New open-source multi-agent firewall blocks 94.93% of LLM data leaks
Researchers build an open-source firewall using multi-agent AI to stop sensitive data leakage through LLM interactions.
A team of researchers from Universidad Politécnica de Madrid has published a paper on arXiv (2607.08282) detailing a novel multi-agent firewall architecture designed to protect sensitive data when users interact with large language models (LLMs). The open-source system consists of a browser extension and a proxy server that intercept all HTTP(S) and WebSocket traffic flowing between the user and the LLM. At its core, a flexible pipeline of multiple agents—some based on deterministic pattern matching, others powered by LLM-driven semantic analysis—works to detect and block data leakage, including proprietary code exposure. The system is built with extensibility in mind, allowing future modules for prompt injection evasion.

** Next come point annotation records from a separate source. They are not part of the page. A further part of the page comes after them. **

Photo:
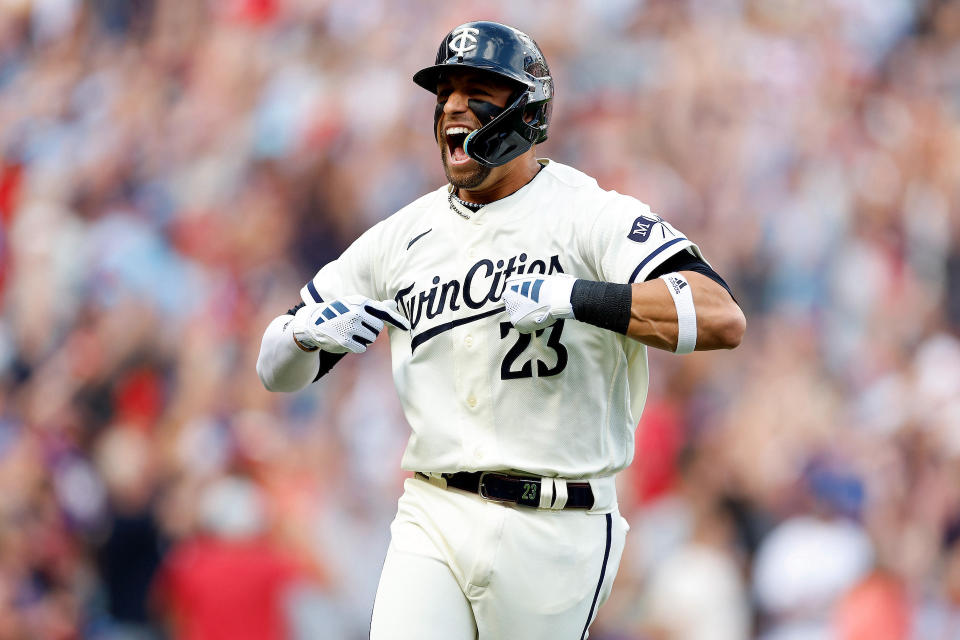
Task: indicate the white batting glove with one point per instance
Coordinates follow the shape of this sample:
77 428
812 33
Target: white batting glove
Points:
536 301
347 324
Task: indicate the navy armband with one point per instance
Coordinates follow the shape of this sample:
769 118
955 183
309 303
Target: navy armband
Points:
602 304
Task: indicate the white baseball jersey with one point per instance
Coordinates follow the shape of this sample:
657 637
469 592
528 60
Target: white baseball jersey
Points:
478 395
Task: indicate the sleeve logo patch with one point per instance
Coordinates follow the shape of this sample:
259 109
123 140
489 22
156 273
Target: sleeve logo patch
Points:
642 227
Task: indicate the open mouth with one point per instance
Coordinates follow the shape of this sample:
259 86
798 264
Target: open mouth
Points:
455 138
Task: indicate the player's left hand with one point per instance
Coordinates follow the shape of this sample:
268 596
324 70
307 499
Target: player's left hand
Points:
537 301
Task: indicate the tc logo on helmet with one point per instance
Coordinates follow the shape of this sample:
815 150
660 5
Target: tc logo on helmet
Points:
463 40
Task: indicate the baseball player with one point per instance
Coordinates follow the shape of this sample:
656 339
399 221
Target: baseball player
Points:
519 300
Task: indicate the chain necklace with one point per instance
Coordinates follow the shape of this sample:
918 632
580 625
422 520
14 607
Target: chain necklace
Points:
457 207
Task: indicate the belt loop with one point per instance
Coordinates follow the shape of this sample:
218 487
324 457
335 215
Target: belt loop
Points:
546 492
436 480
561 500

The architecture is designed for deployment across heterogeneous environments, letting organizations tailor the trade-off between computational cost, detection depth, and latency. In evaluations, the firewall achieved F1 scores of up to 94.93% when configured optimally. The researchers emphasize that as LLMs become more integrated into workflows, user-facing privacy controls are critical. This open-source approach gives enterprises a customizable safeguard that does not rely on LLM providers' own security measures, making it a promising tool for compliance-conscious teams handling sensitive or regulated data.
- Open-source firewall combines a browser extension and proxy to intercept all HTTP(S) and WebSocket LLM traffic.
- Hybrid detection pipeline uses deterministic detectors plus LLM-driven semantic analysis for data leakage and code exposure prevention.
- Achieves F1 scores up to 94.93% on optimal configurations; extensible for prompt injection defense.
Why It Matters
Gives enterprises a customizable, open-source layer to prevent sensitive data leakage through LLM interactions, crucial for compliance.